Upholstery

A New England easy chair with its upholstery sectioned

Upholstery is the work of providing furniture, especially seats, with padding, springs, webbing, and fabric or leather covers. The word also refers to the materials used to upholster something.

Upholstery comes from the Middle English word upholder,[1] which referred to an artisan who makes fabric furnishings.[2] The term is equally applicable to domestic, automobile, airplane and boat furniture, and can be applied to mattresses, particularly the upper layers, though these often differ significantly in design.
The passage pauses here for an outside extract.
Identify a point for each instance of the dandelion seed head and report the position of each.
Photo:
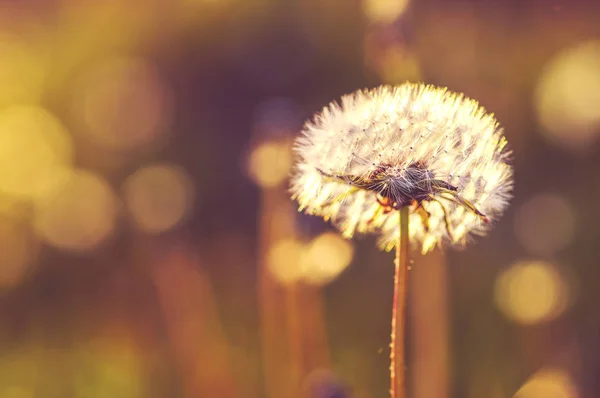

A person who works with upholstery is called an upholsterer. An apprentice upholsterer is sometimes called an outsider or trimmer. Traditional upholstery uses materials like coil springs (post-1850), animal hair (horse, hog and cow), coir, straw and hay, hessians, linen scrims, wadding, etc., and is done by hand, building each layer up. In contrast, today's upholsterers employ synthetic materials like dacron and vinyl, serpentine springs, and so on.

  1. ^ Partridge, Eric (1977). Origins: A Short Etymological Dictionary of Modern English. Routledtge. p. 3633. ISBN 978-0-415-05077-7. New edition of 4th Revised edition (5 Sep 1977)
  2. ^ "upholder and upholdere - Middle English Compendium". quod.lib.umich.edu. Retrieved 2021-01-05.